Osterholm, who serves as both a member of President Joe Biden’s COVID-19 Advisory Board and as the Director of the Center for Infectious Disease Research and Policy at the University of Minnesota, warned that Omicron was likely to drive such a dramatic increase in cases that it would be difficult for most Americans to continue going about business as usual.
“What’s your take on the isolation down from 10 days to five?” host Willie Geist began, pointing to the recent and drastic changes in the Centers for Disease Control and Prevention’s (CDC) guidelines on testing and isolation. “It’s more of what people can tolerate, according to Dr. Walensky, and hopefully getting people back to work and school, perhaps to set some people’s minds at ease, but is it based on science in your view?”
“Right now we have a very imperfect situation that’s going to require some very imperfect responses. Over the next three to four weeks, we are going to see the number of cases in this country rise so dramatically that we’ll have a hard time keeping everyday life operating,” Osterholm replied.

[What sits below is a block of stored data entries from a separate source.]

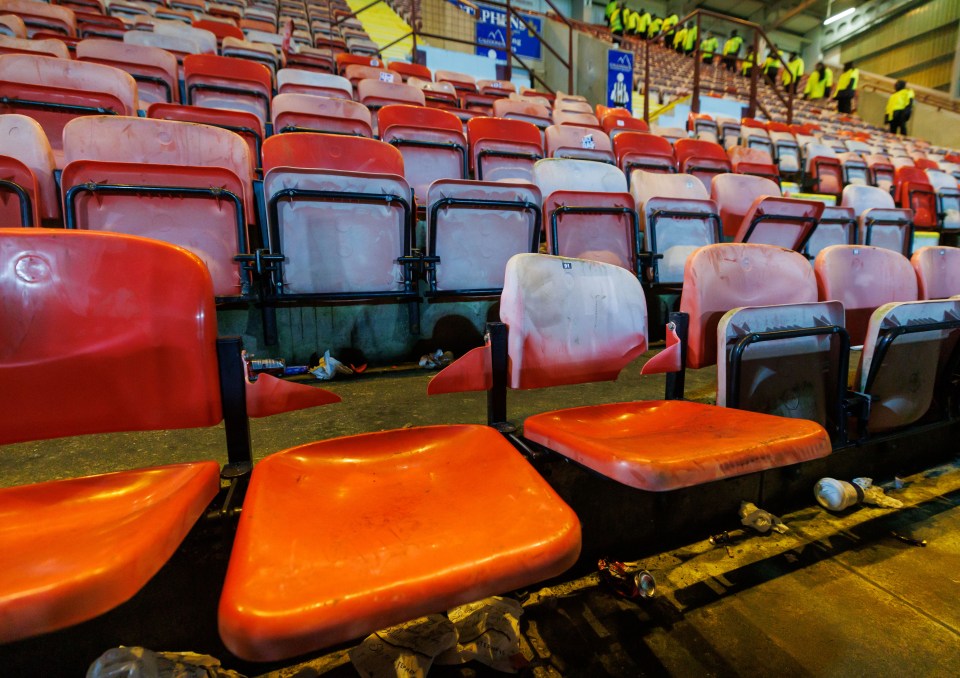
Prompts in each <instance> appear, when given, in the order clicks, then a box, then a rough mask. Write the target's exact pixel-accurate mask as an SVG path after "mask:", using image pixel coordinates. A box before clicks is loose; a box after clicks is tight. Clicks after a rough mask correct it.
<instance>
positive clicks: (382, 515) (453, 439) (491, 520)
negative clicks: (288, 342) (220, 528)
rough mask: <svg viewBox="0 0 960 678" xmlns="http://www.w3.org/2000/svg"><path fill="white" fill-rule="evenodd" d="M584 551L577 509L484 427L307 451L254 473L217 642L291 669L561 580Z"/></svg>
mask: <svg viewBox="0 0 960 678" xmlns="http://www.w3.org/2000/svg"><path fill="white" fill-rule="evenodd" d="M480 469H482V472H479V473H478V470H480ZM466 488H469V491H465V489H466ZM579 550H580V526H579V522H578V521H577V518H576V516H575V515H574V513H573V511H571V510H570V509H569V508H568V507H567V506H566V505H565V504H564V503H563V502H562V501H561V500H560V499H559V497H558V496H557V495H556V493H555V492H554V491H553V490H552V489H551V488H550V486H549V485H547V483H546V482H545V481H544V480H543V479H542V478H541V477H540V476H539V475H538V474H537V472H536V471H535V470H534V469H533V467H531V466H530V465H529V464H528V463H527V462H526V461H525V460H524V459H523V458H522V457H521V456H520V455H519V454H518V453H517V452H516V450H515V449H513V447H512V445H511V444H510V443H509V442H507V441H506V440H505V439H504V438H503V437H502V436H501V435H500V434H499V433H497V432H496V431H494V430H493V429H492V428H488V427H485V426H434V427H426V428H414V429H399V430H395V431H385V432H381V433H370V434H365V435H359V436H353V437H350V438H337V439H333V440H327V441H323V442H318V443H312V444H309V445H303V446H300V447H296V448H293V449H291V450H288V451H286V452H281V453H278V454H274V455H272V456H270V457H268V458H266V459H264V460H263V461H261V462H260V463H259V464H257V466H256V467H255V468H254V471H253V477H252V479H251V482H250V489H249V490H248V492H247V496H246V499H245V501H244V506H243V513H242V514H241V517H240V525H239V528H238V530H237V536H236V539H235V541H234V545H233V553H232V555H231V559H230V566H229V569H228V571H227V577H226V582H225V584H224V590H223V596H222V598H221V600H220V612H219V620H220V635H221V637H222V638H223V640H224V642H225V643H226V645H227V647H228V648H229V649H230V650H231V652H233V653H234V654H236V655H237V656H239V657H242V658H244V659H248V660H254V661H272V660H278V659H283V658H287V657H292V656H295V655H300V654H303V653H305V652H308V651H311V650H316V649H318V648H322V647H327V646H330V645H335V644H337V643H342V642H344V641H347V640H350V639H352V638H356V637H358V636H363V635H365V634H367V633H370V632H372V631H375V630H377V629H380V628H383V627H385V626H389V625H391V624H395V623H398V622H401V621H405V620H407V619H412V618H415V617H419V616H422V615H425V614H429V613H434V612H439V611H443V610H447V609H449V608H451V607H454V606H456V605H460V604H462V603H466V602H470V601H474V600H477V599H480V598H483V597H485V596H488V595H491V594H494V593H502V592H505V591H510V590H513V589H516V588H519V587H523V586H528V585H530V584H533V583H535V582H537V581H540V580H543V579H547V578H549V577H552V576H556V575H558V574H560V573H562V572H563V571H564V570H566V569H567V568H568V567H570V566H571V565H572V564H573V563H574V561H575V560H576V558H577V555H578V554H579ZM385 592H389V593H388V594H385Z"/></svg>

“Already we are seeing it in our healthcare settings where we can lose 10 to 20 percent of healthcare workers who are not available to work. We are seeing that right now in critical infrastructure areas where people can’t come to work.”

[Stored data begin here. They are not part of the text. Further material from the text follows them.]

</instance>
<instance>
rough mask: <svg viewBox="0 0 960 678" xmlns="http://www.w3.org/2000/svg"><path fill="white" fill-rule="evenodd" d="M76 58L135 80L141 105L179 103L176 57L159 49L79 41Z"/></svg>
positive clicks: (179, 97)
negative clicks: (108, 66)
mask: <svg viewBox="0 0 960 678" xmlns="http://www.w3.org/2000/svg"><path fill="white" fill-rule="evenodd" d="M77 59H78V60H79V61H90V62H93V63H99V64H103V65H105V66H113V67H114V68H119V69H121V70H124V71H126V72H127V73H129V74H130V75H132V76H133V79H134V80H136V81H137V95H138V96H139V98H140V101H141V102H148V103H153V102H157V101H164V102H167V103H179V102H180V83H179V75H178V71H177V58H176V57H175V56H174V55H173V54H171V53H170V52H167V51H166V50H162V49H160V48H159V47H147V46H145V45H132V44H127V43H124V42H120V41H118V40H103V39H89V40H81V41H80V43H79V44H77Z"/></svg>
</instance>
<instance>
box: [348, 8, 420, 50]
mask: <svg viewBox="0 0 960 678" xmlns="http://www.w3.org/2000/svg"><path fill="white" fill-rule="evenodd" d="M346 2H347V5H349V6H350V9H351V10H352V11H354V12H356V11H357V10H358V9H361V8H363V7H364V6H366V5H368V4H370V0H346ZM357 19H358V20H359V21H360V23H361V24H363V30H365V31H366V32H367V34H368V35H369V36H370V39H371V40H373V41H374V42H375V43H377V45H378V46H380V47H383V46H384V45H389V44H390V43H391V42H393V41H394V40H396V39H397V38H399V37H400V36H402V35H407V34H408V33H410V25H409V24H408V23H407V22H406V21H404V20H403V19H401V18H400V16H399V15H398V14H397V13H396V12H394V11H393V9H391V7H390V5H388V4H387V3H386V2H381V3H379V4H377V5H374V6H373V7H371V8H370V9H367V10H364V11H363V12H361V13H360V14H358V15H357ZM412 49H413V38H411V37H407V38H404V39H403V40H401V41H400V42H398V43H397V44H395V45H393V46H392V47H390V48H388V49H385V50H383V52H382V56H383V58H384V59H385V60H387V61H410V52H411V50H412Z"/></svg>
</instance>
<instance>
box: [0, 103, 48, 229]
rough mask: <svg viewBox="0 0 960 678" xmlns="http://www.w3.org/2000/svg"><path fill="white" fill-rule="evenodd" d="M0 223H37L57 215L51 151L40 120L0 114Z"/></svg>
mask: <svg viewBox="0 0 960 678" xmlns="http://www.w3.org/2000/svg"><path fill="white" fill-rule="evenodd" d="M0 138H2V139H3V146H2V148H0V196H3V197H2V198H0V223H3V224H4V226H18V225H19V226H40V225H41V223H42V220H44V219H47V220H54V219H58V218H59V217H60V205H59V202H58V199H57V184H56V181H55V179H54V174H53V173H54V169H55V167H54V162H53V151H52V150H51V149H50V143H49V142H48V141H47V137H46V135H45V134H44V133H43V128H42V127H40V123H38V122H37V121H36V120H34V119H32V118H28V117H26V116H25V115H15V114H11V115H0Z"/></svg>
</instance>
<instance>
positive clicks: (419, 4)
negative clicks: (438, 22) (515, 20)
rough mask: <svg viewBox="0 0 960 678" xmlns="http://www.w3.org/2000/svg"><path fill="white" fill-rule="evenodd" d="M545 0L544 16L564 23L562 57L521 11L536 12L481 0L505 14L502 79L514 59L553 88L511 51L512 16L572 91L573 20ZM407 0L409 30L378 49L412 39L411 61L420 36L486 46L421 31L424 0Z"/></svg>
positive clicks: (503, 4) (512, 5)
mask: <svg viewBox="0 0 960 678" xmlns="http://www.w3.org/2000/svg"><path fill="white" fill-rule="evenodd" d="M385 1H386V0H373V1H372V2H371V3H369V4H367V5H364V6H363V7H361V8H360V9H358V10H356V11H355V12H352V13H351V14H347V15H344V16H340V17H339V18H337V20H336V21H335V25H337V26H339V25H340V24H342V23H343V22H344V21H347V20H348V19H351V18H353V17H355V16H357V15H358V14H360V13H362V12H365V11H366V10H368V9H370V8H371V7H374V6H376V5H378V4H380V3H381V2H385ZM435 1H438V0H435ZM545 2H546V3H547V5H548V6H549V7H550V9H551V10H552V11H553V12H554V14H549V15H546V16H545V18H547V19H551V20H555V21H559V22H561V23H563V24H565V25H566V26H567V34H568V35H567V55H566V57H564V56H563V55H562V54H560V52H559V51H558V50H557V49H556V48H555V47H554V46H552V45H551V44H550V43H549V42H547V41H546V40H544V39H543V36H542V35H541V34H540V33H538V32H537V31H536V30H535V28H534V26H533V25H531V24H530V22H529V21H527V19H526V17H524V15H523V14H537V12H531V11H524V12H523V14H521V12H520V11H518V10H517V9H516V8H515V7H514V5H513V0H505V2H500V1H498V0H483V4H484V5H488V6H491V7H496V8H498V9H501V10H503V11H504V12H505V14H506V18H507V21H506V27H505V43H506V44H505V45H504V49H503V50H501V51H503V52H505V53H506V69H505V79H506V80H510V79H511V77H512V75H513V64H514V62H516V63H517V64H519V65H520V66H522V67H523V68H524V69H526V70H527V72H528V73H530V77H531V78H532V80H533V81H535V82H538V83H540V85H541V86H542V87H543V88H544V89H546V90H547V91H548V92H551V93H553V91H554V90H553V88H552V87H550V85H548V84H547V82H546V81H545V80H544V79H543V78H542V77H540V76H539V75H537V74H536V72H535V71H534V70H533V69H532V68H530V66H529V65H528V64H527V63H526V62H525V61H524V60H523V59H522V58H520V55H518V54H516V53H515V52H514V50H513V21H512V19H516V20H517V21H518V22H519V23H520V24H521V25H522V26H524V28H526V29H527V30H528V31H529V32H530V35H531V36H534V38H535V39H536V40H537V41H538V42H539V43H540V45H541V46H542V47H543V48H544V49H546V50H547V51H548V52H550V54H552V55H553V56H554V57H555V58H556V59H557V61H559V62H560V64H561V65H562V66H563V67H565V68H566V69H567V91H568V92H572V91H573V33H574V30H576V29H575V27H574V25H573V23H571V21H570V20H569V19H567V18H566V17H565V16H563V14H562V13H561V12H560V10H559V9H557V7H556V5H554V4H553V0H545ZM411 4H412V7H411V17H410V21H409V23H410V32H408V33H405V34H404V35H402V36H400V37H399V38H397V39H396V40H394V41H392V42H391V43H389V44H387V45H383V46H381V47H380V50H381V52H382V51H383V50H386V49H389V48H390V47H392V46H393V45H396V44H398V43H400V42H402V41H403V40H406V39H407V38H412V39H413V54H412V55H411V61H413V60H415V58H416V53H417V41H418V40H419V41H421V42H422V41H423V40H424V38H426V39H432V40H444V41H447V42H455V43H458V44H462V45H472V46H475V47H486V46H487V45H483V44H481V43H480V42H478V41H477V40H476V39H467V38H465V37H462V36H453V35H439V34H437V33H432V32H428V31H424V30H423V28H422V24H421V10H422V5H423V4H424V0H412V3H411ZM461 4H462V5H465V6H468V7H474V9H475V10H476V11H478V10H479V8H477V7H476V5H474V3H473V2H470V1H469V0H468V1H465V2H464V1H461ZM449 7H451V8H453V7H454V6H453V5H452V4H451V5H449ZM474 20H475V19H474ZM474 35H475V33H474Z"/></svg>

Osterholm went on to note that, while he wasn’t certain the CDC’s new guidance was “perfect,” it was designed to ensure that even amid a dramatic uptick in cases, there would be people able to continue going to work and keeping as many essential services operational as possible.
“You would like to have more time to allow people to clear the virus and not potentially be transmitting it. At the same time, we got to have people who are there every day who are doing the work. How can you provide the safest environment? I support what they are doing. I think it’s not perfect. It won’t be perfect and what we have come before us in the next few weeks is hardly going to allow for a perfect response,” he explained.
CNN’s Kaitlan Collins pushed back on the new guidelines in a Wednesday interview with CDC Director Dr. Rochelle Walensky, saying that the shift in testing and isolation requirements appeared to be more based on business concerns than science. Walensky argued that because people were not taking the precautions put forth earlier, public health experts had moved instead toward adopting guidance that more people could “tolerate.”
“It really had a lot to do with what we thought people would be able to tolerate,” Walensky said, adding, “We have seen relatively low rates of isolation for all of this pandemic. Some science has demonstrated that less than a third of people are isolating when they need to. We really want to make sure we have guidance in this moment where we were going to have a lot of disease that could be adhered to, that people were willing to adhere to, and that spoke to specifically when people were maximally infectious. So it really spoke to both behaviors and to what people were able to do.”